A huge proportion of the population believes in at least one common misconception about their finances that simply isn’t true, and usually many more. But how can you separate the fact from the fiction? Reading sites like Investopedia and Experian’s Google+ page can help to cure people of these misconceptions, but if you don’t know that you are wrong about something then why would you look it up? Read on to find out if something you believe about your finances is completely wrong.
1) When the stock market dips I should take my money out
This is a widely held belief. In fact, you are better to keep your money in stocks when the market goes down in value. A lot of people regard this as a good time to start buying stocks as they will be sold at bargain prices. In the long run, a lot of people who kept buying stocks following the Wall Street crash in 1929 actually ended up doing very well.
2) Keeping a balance on my credit card will improve my credit score
In actual fact, all you’re doing by maintaining a balance on your credit card is handing interest payments to the credit card company. Your credit score will be improved by paying off your balance in full at the end of each month. It also helps to only use a small amount of your available balance. Experian offers a handy service that allows you to check your credit score and can give you additional advice on improving it.
3) I need more money to start investing
While few current accounts offer anything approaching a reasonable rate of return there are online banks who will offer you some return on your investment if you open a savings account with them. Online savings accounts can be opened with as little as £1, so there is no excuse to put off starting your nest egg. Once you’ve built up some money you can then start transferring it into higher return investments like stocks and shares.

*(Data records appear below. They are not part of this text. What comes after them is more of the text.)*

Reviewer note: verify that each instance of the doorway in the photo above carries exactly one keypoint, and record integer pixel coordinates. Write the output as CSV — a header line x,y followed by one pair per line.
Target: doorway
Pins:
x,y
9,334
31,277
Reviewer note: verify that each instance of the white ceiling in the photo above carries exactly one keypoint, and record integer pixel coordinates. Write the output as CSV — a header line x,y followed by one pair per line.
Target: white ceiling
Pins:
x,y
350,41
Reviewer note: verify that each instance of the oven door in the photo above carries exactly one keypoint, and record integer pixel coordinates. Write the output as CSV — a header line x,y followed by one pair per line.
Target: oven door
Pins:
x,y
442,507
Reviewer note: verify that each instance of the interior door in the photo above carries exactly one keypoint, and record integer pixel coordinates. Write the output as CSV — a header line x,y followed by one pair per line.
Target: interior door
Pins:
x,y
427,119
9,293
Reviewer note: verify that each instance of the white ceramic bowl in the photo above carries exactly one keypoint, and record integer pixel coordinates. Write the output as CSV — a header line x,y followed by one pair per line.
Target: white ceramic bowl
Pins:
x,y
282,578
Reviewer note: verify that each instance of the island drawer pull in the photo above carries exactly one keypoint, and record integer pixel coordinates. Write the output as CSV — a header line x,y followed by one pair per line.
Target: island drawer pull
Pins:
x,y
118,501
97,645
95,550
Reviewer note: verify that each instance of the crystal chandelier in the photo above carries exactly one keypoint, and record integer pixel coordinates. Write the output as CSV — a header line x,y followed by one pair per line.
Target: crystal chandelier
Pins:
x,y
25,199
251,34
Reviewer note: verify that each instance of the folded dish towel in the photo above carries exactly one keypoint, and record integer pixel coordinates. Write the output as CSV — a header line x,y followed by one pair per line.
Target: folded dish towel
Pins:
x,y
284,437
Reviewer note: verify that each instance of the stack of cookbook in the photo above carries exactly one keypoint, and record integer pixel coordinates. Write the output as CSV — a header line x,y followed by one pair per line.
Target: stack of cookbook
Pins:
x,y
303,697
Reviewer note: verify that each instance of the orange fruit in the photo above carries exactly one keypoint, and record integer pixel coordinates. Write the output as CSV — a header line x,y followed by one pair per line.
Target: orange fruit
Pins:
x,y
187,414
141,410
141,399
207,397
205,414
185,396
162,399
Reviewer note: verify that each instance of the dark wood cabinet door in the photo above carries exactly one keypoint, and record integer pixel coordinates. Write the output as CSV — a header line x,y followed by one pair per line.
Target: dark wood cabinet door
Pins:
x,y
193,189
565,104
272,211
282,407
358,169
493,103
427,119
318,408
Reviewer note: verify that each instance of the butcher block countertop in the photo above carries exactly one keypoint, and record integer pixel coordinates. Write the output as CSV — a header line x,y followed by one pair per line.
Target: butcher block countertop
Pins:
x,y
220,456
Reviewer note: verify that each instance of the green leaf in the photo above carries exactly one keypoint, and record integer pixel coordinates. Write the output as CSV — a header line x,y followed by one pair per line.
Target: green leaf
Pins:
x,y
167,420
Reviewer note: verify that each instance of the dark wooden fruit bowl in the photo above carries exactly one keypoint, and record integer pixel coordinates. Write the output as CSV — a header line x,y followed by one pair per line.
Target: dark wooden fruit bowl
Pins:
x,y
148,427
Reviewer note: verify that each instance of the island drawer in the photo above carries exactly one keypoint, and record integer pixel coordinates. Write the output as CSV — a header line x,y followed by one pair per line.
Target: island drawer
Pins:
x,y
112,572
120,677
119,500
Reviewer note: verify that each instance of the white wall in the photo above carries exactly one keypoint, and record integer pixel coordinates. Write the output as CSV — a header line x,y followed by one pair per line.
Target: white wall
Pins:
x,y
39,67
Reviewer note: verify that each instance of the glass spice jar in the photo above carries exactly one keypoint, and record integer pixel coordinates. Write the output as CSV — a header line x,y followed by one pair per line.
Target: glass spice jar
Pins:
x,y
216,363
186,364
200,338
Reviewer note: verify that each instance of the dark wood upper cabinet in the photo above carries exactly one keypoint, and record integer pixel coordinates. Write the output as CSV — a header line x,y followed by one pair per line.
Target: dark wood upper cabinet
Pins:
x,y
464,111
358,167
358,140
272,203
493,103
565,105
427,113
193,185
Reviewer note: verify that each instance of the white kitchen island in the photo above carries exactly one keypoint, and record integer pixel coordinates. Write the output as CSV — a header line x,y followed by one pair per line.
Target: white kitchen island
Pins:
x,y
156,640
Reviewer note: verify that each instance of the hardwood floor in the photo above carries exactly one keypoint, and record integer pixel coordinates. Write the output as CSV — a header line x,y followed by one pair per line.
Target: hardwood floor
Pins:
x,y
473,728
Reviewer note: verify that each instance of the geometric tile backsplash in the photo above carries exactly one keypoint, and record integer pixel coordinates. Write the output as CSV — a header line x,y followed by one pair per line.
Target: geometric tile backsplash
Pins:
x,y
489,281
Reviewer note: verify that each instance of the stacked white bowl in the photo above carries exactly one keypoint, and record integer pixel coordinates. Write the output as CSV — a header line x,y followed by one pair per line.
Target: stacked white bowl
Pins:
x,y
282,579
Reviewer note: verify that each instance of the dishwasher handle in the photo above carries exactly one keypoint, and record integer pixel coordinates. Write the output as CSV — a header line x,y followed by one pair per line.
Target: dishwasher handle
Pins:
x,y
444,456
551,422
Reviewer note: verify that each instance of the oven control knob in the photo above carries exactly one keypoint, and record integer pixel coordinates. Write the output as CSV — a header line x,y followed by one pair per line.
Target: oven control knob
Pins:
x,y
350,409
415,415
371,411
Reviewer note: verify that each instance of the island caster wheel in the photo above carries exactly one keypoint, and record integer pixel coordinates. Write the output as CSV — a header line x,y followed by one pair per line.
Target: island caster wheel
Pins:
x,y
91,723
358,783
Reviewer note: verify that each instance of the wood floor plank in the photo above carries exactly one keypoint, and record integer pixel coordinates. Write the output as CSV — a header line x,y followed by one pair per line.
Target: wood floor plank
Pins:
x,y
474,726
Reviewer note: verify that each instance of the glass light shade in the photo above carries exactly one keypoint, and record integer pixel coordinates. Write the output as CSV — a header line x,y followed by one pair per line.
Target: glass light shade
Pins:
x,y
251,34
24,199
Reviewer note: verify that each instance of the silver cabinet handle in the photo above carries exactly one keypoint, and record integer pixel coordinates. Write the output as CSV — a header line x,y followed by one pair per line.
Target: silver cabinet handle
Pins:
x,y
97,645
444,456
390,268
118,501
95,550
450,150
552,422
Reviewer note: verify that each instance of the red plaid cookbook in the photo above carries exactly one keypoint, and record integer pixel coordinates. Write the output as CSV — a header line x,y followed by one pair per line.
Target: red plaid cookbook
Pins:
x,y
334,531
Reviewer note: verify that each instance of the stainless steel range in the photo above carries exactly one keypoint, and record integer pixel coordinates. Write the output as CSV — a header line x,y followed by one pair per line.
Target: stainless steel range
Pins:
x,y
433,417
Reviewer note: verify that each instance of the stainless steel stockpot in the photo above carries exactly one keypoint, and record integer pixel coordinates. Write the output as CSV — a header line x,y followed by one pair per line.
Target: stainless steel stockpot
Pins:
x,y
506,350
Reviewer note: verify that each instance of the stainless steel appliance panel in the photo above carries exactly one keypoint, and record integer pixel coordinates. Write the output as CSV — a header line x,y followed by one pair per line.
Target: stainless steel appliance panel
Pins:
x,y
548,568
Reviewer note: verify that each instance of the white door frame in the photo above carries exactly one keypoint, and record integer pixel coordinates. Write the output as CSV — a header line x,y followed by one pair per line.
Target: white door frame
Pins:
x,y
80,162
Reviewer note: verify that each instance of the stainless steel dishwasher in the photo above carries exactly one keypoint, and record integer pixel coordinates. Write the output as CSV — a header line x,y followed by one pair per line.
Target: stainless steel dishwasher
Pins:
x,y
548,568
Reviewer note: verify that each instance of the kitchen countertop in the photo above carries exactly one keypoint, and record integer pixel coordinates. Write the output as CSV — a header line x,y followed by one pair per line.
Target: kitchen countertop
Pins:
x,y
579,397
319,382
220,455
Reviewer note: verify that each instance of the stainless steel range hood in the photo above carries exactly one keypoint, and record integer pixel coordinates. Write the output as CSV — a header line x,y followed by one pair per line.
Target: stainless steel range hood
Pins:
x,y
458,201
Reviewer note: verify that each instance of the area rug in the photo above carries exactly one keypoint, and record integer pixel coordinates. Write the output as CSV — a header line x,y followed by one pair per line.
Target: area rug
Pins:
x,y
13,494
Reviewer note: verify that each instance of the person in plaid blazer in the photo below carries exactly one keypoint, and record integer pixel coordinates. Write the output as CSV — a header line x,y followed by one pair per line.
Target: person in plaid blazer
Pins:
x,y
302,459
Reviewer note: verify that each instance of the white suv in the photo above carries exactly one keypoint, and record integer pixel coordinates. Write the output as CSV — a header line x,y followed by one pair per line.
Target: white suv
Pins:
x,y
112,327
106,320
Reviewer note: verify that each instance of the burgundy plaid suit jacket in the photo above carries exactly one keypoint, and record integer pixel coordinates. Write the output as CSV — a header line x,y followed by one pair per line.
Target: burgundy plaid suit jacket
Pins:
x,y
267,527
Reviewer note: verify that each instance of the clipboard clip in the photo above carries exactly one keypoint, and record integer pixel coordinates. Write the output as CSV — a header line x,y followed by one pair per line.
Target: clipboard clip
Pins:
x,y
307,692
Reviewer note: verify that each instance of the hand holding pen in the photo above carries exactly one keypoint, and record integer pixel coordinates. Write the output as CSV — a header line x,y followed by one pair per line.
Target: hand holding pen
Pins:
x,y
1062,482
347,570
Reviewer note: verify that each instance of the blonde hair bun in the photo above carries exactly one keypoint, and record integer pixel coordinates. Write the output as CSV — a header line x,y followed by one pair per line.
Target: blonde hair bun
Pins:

4) When you rent you throw away money
This is a very common misconception that leads people to try and get on the ownership ladder as quickly as possible. In actual fact, you “throw away” as much if not more money when you buy a house due to the fact that you’re paying back interest on your mortgage. If your first 60 mortgage payments total around £50,000 then upwards of £40,000 could consist of interest payments. Whether you own or rent your home, you are effectively paying for current consumption of a good in exactly the same way as you do when you buy food or electricity.
5) If my salary increases into a higher tax bracket I’ll take home less money
This isn’t the way the tax system works. You only pay the higher rate of tax on money that is earned over the tax threshold. You’ll pay more of the money that you earn over that threshold in tax than you do on the money under the threshold, but you’ll still have more money in your pocket.